Being a nerd doesn't carry the same negative connotations that it once did – not since people started to notice that nerds are often the big winners when it comes to career earnings. Nerds are people drawn to science and computers. They tend to be highly focused, and often lack social skills as a result. The term nerd itself was first coined by, of all people, Dr. Seuss in a children's book entitled If I Ran the Zoo, published in the early 50s. It really caught on in pop culture use when the TV series Happy Days hit the airways, and the language of the characters made its way into the language of the 70s.

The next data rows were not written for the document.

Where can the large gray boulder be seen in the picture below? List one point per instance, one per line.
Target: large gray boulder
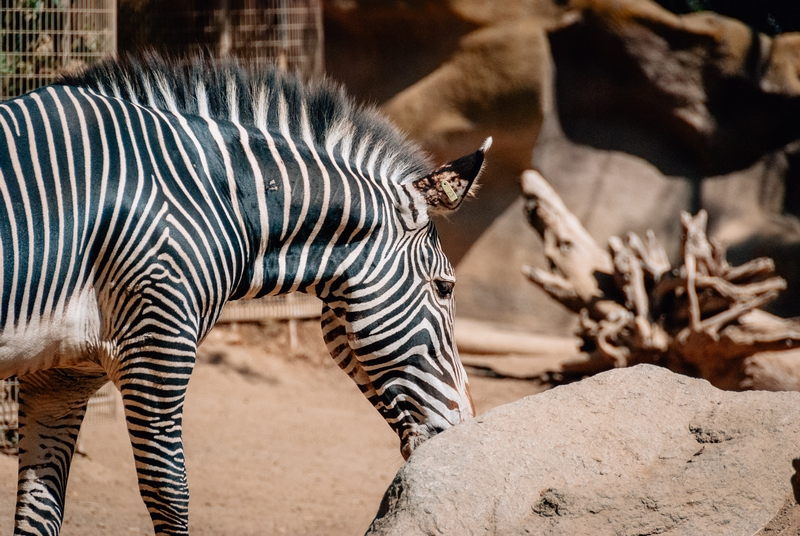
(630, 451)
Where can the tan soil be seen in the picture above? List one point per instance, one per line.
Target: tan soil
(277, 442)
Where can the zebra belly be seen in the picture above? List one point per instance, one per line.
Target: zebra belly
(71, 338)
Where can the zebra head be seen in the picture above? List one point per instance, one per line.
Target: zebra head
(393, 331)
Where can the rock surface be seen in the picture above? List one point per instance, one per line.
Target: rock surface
(630, 451)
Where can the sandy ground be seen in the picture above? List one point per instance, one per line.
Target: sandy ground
(277, 442)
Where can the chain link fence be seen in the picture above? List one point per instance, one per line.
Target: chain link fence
(41, 38)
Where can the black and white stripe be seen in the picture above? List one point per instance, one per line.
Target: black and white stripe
(138, 197)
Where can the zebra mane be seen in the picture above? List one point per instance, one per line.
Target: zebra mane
(229, 91)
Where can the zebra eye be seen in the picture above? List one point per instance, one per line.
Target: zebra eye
(444, 289)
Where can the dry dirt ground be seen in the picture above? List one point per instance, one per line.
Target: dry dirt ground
(277, 442)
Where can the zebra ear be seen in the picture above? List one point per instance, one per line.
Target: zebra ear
(445, 189)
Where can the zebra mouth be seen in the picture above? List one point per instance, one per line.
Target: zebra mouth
(415, 438)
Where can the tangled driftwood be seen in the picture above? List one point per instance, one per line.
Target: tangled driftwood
(700, 319)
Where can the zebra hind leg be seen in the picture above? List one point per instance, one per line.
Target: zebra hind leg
(52, 404)
(153, 386)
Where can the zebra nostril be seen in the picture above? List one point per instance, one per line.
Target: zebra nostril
(444, 289)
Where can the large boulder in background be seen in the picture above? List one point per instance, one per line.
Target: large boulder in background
(630, 451)
(654, 113)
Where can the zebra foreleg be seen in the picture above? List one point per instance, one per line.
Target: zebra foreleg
(153, 388)
(52, 404)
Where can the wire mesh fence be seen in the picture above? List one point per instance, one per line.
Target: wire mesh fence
(287, 33)
(40, 38)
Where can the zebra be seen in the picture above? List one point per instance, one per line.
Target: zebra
(139, 195)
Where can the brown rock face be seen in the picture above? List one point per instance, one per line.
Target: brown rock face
(630, 451)
(653, 113)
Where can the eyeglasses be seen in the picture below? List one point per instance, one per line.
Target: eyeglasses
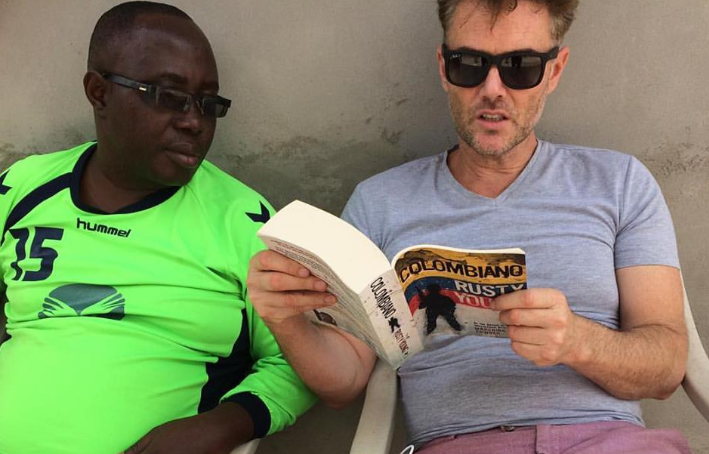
(519, 70)
(169, 98)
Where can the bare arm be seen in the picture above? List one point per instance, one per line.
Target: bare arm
(334, 365)
(645, 358)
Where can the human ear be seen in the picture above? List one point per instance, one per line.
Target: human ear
(557, 67)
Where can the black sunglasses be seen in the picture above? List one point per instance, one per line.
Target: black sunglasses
(169, 98)
(519, 70)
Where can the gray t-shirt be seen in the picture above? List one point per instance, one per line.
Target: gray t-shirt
(579, 214)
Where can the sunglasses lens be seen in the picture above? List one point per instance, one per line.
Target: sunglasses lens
(215, 107)
(521, 71)
(172, 99)
(467, 70)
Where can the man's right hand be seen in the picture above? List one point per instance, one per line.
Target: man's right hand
(334, 364)
(281, 288)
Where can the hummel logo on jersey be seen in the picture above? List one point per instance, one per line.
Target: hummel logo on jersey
(100, 228)
(84, 299)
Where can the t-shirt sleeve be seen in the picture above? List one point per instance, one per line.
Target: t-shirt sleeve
(355, 213)
(645, 235)
(272, 393)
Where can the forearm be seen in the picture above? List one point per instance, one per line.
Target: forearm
(643, 362)
(327, 360)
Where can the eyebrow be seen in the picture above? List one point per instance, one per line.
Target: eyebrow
(469, 49)
(181, 80)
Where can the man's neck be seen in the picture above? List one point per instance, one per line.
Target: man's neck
(103, 190)
(490, 175)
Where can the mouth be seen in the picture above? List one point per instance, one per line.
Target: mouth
(184, 155)
(492, 117)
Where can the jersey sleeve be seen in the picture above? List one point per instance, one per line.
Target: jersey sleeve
(645, 234)
(13, 182)
(272, 393)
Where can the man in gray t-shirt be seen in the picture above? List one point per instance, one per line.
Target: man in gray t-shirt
(601, 324)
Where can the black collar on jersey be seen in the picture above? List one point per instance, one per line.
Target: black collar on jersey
(154, 199)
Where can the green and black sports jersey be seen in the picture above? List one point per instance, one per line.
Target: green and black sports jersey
(121, 322)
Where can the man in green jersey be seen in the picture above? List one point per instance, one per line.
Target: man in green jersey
(123, 263)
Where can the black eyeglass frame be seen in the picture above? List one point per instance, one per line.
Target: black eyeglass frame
(496, 60)
(153, 91)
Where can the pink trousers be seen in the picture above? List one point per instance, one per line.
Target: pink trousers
(591, 438)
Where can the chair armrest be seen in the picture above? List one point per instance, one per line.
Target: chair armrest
(376, 423)
(247, 448)
(696, 379)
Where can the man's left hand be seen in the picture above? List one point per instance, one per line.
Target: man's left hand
(217, 431)
(540, 324)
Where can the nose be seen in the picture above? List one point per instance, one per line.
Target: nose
(493, 87)
(192, 120)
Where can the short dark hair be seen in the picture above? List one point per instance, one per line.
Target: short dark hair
(119, 20)
(562, 12)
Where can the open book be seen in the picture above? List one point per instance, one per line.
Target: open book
(393, 307)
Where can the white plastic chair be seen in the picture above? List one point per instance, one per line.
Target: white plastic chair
(376, 423)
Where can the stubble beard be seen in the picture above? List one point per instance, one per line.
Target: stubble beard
(463, 120)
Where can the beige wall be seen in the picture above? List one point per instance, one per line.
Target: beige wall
(327, 93)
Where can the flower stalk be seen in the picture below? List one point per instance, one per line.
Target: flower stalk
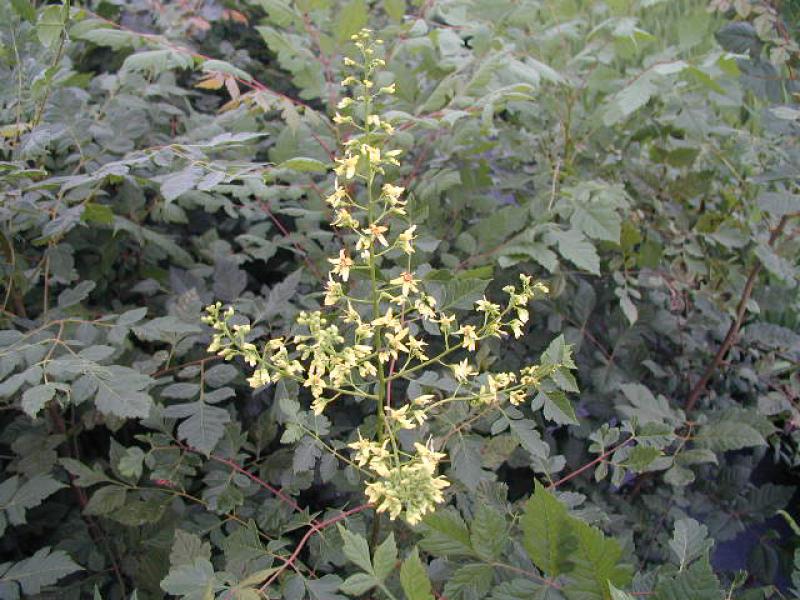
(379, 320)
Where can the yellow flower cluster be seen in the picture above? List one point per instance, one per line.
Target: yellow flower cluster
(366, 340)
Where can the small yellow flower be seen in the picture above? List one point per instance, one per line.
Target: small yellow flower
(342, 265)
(516, 397)
(347, 166)
(470, 337)
(408, 283)
(404, 240)
(376, 232)
(463, 371)
(260, 378)
(338, 195)
(333, 292)
(372, 153)
(392, 192)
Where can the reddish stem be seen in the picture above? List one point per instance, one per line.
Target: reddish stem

For several decades, people called nerds were viewed as bumbling, poorly dressed, socially inept members of the A/V club. In movies, they were objects of ridicule, featured in Revenge of the Nerds series and other popular features as unlikely heroes or objects of ridicule.
With computers came the real rise of the nerds. It's hard to make fun of Bill Gates...even though one of the richest men in the world is a stereotypical American nerd.
Interestingly, a huge culture has grown up around nerds. Far from being objects of ridicule, nerds are embracing their inner nerdishness with great passion. The Dungeons and Dragons crowd has gone mainstream and marketers long ago took notice, investing in cult television shows like The Walking Dead, in nerd and geek gear, like that found on thinkgeek.com, and on video and computer games rooted in imaginative fantasy. Nerds have even entered mainstream tv with The Big Bang Theory, CSI and even, arguably, How I Met Your Mother, where the lead characters are lawyers, a teacher, an architect/college professor, and a television reporter. Contrast that with the previous generation's ensemble comedy Friends where the lead characters were a professional shopper, a chef, a soap opera actor, a singer, and a businessman in an unknown position. There was nerdy Ross, of course, the museum curator, but he was gently frequently ridiculed for his boring nerdishness. The new generation of shows offers more admiration and a more positive focue on being an American nerd.
As the popularity of nerd culture grows and is viewed as more positive and appealing, new generations of kids may be drawn to the math and sciences career paths. It will be interesting to see whether pop culture can result in an upswing in the U.S. technology sector.